The human body needs certain hormones to be suppressed and other hormones to be released for good sleep to happen –
and this happens later in the adolescent body
So a grumpy teenager who cannot face getting up for school in the morning is an age-old, world-wide problem which is why some countries now have a 10am school start time.
Short of emigrating though, what can we do?
Adults would suggest ‘you are tired this morning, why don’t you go to bed earlier tonight?’
It doesn’t work because they go to bed and lie there wide awake.
Adults would suggest ‘leave your phone downstairs tonight so it doesn’t distract you while you are trying to sleep.’
It doesn’t work because they can’t sleep anyway and now their brains are left wondering what everyone else is up to which they are missing out on because their phone is downstairs.’
Adults would suggest ‘have a rest when you get home from school rather than seeing friends.’
It doesn’t work because by then the teen body is wide awake.
The point is adult logic, adult reasoning means nothing to the teenager.

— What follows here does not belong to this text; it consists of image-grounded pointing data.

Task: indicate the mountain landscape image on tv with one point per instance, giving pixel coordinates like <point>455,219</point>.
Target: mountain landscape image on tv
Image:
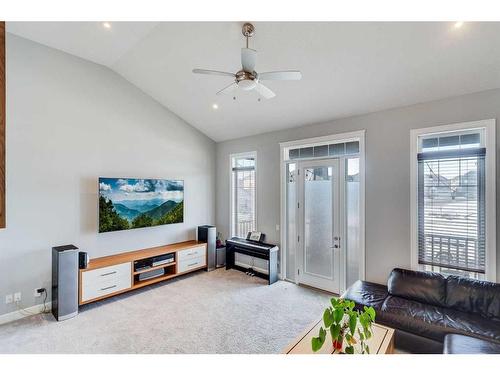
<point>127,203</point>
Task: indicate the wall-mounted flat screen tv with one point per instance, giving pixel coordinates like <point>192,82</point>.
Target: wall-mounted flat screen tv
<point>127,203</point>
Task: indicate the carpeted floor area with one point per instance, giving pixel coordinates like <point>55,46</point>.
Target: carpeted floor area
<point>205,312</point>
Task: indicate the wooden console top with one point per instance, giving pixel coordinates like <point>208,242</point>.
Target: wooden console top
<point>139,254</point>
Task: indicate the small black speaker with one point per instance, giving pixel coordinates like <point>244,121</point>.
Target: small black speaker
<point>208,234</point>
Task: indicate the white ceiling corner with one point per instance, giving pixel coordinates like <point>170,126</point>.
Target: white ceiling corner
<point>348,68</point>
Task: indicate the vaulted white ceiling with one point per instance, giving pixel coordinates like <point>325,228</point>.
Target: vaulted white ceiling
<point>348,68</point>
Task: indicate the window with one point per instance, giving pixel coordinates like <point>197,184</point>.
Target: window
<point>243,218</point>
<point>451,198</point>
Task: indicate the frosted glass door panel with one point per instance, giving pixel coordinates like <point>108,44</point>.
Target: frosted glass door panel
<point>291,207</point>
<point>318,221</point>
<point>353,246</point>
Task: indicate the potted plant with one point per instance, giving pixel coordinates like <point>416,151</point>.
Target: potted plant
<point>347,326</point>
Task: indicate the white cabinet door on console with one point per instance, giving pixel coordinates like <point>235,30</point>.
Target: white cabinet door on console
<point>191,263</point>
<point>194,252</point>
<point>103,281</point>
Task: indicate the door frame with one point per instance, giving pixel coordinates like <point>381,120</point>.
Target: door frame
<point>338,257</point>
<point>329,139</point>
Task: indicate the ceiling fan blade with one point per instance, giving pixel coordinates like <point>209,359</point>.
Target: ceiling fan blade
<point>248,58</point>
<point>213,72</point>
<point>228,89</point>
<point>285,75</point>
<point>264,91</point>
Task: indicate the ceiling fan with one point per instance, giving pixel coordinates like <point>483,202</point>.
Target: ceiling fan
<point>247,78</point>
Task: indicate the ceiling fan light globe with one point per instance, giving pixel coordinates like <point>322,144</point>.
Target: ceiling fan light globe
<point>247,84</point>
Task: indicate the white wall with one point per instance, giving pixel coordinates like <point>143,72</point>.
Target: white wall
<point>387,172</point>
<point>70,121</point>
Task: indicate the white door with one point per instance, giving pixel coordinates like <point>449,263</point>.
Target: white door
<point>319,261</point>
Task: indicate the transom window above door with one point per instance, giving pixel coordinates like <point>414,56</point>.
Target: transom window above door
<point>322,150</point>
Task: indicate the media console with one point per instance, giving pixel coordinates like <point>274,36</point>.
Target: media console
<point>115,274</point>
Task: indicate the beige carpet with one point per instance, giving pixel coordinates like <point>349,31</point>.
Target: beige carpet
<point>205,312</point>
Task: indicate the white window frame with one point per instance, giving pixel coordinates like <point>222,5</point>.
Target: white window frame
<point>317,141</point>
<point>488,126</point>
<point>231,187</point>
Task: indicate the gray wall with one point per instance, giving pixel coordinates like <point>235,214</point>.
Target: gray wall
<point>387,172</point>
<point>70,121</point>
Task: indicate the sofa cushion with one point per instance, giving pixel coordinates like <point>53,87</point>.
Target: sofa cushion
<point>435,322</point>
<point>425,287</point>
<point>471,324</point>
<point>365,293</point>
<point>412,316</point>
<point>474,296</point>
<point>459,344</point>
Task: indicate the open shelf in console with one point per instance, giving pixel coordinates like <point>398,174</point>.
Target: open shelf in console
<point>138,284</point>
<point>155,268</point>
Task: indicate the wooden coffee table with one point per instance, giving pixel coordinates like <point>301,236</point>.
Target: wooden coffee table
<point>382,341</point>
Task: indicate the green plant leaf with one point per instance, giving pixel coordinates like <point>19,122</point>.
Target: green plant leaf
<point>335,331</point>
<point>338,314</point>
<point>371,312</point>
<point>317,342</point>
<point>353,320</point>
<point>327,318</point>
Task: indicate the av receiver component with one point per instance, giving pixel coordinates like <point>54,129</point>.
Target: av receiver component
<point>151,274</point>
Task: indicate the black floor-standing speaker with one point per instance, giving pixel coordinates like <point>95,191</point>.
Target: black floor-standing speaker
<point>208,234</point>
<point>64,282</point>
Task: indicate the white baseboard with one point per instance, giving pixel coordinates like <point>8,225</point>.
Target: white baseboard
<point>28,311</point>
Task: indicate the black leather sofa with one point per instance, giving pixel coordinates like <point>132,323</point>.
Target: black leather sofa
<point>425,307</point>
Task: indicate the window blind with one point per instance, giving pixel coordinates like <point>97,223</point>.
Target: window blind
<point>451,204</point>
<point>243,171</point>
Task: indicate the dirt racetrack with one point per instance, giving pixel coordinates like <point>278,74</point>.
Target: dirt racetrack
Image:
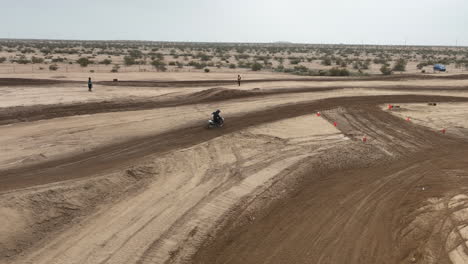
<point>277,184</point>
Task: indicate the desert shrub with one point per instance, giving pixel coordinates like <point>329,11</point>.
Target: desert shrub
<point>400,65</point>
<point>21,60</point>
<point>256,66</point>
<point>242,56</point>
<point>380,61</point>
<point>84,62</point>
<point>385,70</point>
<point>27,50</point>
<point>116,68</point>
<point>128,60</point>
<point>59,59</point>
<point>53,67</point>
<point>335,71</point>
<point>105,62</point>
<point>326,61</point>
<point>295,61</point>
<point>159,65</point>
<point>135,54</point>
<point>37,60</point>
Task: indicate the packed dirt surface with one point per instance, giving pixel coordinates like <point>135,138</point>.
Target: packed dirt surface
<point>299,174</point>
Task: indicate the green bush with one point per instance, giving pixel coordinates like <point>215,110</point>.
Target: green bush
<point>53,67</point>
<point>128,60</point>
<point>37,60</point>
<point>400,65</point>
<point>385,70</point>
<point>326,62</point>
<point>295,61</point>
<point>115,68</point>
<point>256,66</point>
<point>335,71</point>
<point>105,62</point>
<point>159,65</point>
<point>84,62</point>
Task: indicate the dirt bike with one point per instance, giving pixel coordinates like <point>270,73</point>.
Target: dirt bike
<point>213,124</point>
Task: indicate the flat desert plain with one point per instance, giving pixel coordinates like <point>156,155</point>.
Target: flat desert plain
<point>305,169</point>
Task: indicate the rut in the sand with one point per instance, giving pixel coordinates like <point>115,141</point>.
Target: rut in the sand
<point>110,157</point>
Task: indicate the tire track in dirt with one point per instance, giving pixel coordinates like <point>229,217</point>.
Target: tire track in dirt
<point>16,114</point>
<point>110,157</point>
<point>197,83</point>
<point>355,215</point>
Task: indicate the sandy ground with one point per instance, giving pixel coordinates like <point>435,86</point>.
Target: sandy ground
<point>32,142</point>
<point>276,184</point>
<point>189,193</point>
<point>448,118</point>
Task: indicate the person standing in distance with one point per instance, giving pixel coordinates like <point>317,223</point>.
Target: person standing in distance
<point>90,85</point>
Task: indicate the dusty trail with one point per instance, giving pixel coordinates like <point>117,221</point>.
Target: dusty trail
<point>114,156</point>
<point>10,115</point>
<point>380,214</point>
<point>352,216</point>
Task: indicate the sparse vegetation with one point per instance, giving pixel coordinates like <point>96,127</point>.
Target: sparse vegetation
<point>84,62</point>
<point>159,65</point>
<point>300,59</point>
<point>400,65</point>
<point>385,70</point>
<point>53,67</point>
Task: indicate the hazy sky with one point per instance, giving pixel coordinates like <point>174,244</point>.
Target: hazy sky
<point>429,22</point>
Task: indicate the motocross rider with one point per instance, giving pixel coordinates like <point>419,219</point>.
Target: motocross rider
<point>216,117</point>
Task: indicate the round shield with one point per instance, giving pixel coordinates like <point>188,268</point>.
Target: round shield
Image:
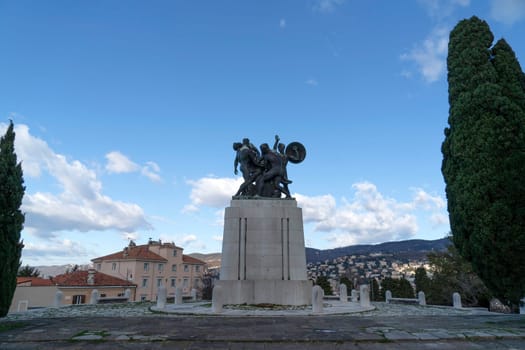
<point>295,152</point>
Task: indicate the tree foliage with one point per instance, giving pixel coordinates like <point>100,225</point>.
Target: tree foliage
<point>28,271</point>
<point>452,273</point>
<point>484,157</point>
<point>11,218</point>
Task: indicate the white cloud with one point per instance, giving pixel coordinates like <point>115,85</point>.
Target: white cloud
<point>151,171</point>
<point>119,163</point>
<point>80,205</point>
<point>430,55</point>
<point>312,82</point>
<point>212,192</point>
<point>327,6</point>
<point>55,249</point>
<point>369,217</point>
<point>507,11</point>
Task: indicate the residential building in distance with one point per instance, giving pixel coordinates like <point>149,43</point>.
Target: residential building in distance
<point>77,287</point>
<point>152,265</point>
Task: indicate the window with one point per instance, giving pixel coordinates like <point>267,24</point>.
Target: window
<point>79,299</point>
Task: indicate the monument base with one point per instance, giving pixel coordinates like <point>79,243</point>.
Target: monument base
<point>266,292</point>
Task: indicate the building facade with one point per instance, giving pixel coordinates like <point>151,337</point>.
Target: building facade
<point>152,265</point>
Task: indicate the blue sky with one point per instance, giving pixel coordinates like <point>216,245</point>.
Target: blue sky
<point>126,111</point>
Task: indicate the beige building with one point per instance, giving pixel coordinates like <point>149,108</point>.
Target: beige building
<point>31,293</point>
<point>77,287</point>
<point>152,265</point>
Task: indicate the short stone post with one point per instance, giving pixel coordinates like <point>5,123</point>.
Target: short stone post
<point>94,297</point>
<point>317,299</point>
<point>388,296</point>
<point>456,300</point>
<point>59,296</point>
<point>364,295</point>
<point>161,297</point>
<point>343,294</point>
<point>354,296</point>
<point>178,296</point>
<point>421,298</point>
<point>217,300</point>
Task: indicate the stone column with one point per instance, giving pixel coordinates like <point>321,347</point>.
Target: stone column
<point>217,299</point>
<point>161,297</point>
<point>421,298</point>
<point>317,299</point>
<point>354,296</point>
<point>59,296</point>
<point>343,294</point>
<point>388,296</point>
<point>178,296</point>
<point>94,297</point>
<point>456,300</point>
<point>364,295</point>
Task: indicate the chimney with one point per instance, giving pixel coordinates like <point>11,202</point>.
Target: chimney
<point>91,277</point>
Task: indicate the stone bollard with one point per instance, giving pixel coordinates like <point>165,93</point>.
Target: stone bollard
<point>343,294</point>
<point>161,297</point>
<point>354,296</point>
<point>388,296</point>
<point>317,299</point>
<point>217,300</point>
<point>178,296</point>
<point>94,297</point>
<point>59,296</point>
<point>364,295</point>
<point>421,298</point>
<point>456,300</point>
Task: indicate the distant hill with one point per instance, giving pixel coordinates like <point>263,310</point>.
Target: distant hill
<point>414,248</point>
<point>213,260</point>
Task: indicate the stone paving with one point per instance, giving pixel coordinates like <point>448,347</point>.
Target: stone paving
<point>135,326</point>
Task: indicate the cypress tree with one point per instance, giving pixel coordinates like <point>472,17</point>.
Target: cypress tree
<point>11,218</point>
<point>484,157</point>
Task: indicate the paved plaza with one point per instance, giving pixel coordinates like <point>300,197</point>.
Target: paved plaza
<point>136,326</point>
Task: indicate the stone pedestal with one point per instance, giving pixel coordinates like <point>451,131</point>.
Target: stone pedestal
<point>263,254</point>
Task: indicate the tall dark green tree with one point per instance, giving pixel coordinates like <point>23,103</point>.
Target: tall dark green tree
<point>11,218</point>
<point>484,157</point>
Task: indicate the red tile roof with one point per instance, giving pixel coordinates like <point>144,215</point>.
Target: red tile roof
<point>140,252</point>
<point>80,279</point>
<point>34,281</point>
<point>191,260</point>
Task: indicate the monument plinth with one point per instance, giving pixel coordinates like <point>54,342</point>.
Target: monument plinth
<point>263,253</point>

They are no longer children, not yet adult, feeling like they know it all. They know they are tired this morning because they didn’t go to sleep til late last night, they don’t really need you to point that out to them, but they didn’t feel tired til late last night that is why they were still wide awake! A teenager will often hear that adult logic as critical, as a little dig at themselves so, rather than responding as if in a normal conversation, they may get narky and grumpy about it.
If you feel like you need to speak about bedtimes or grumpy, waking up times maybe ask them, conversationally, how come you have been staying up late this week? What’s been going on?
Or you could point out that you have been struggling to get up this week, I don’t know why I am so tired.
Or there maybe some other round about way to converse rather than advise.
Bedtimes are one of the many things that teenagers need to practice. Everyone needs to learn to recognise when they are tired and need to go to bed, how to associate a 4am bedtime with an exhausted day at school, how to manage what they want with responsibility and living well in this society – those are lessons we are have to learn. Of course, we need to guide them and help them but part of growing up having the space to try and different ways of doing life before hitting on the way that works for them and asking for help when they just don’t know anymore.
They are more likely to ask you when they don’t feel you are criticising them
7am maybe painful for your young adult but they are not alone and, as the parent wondering what to do about it rest assured that you are not alone either.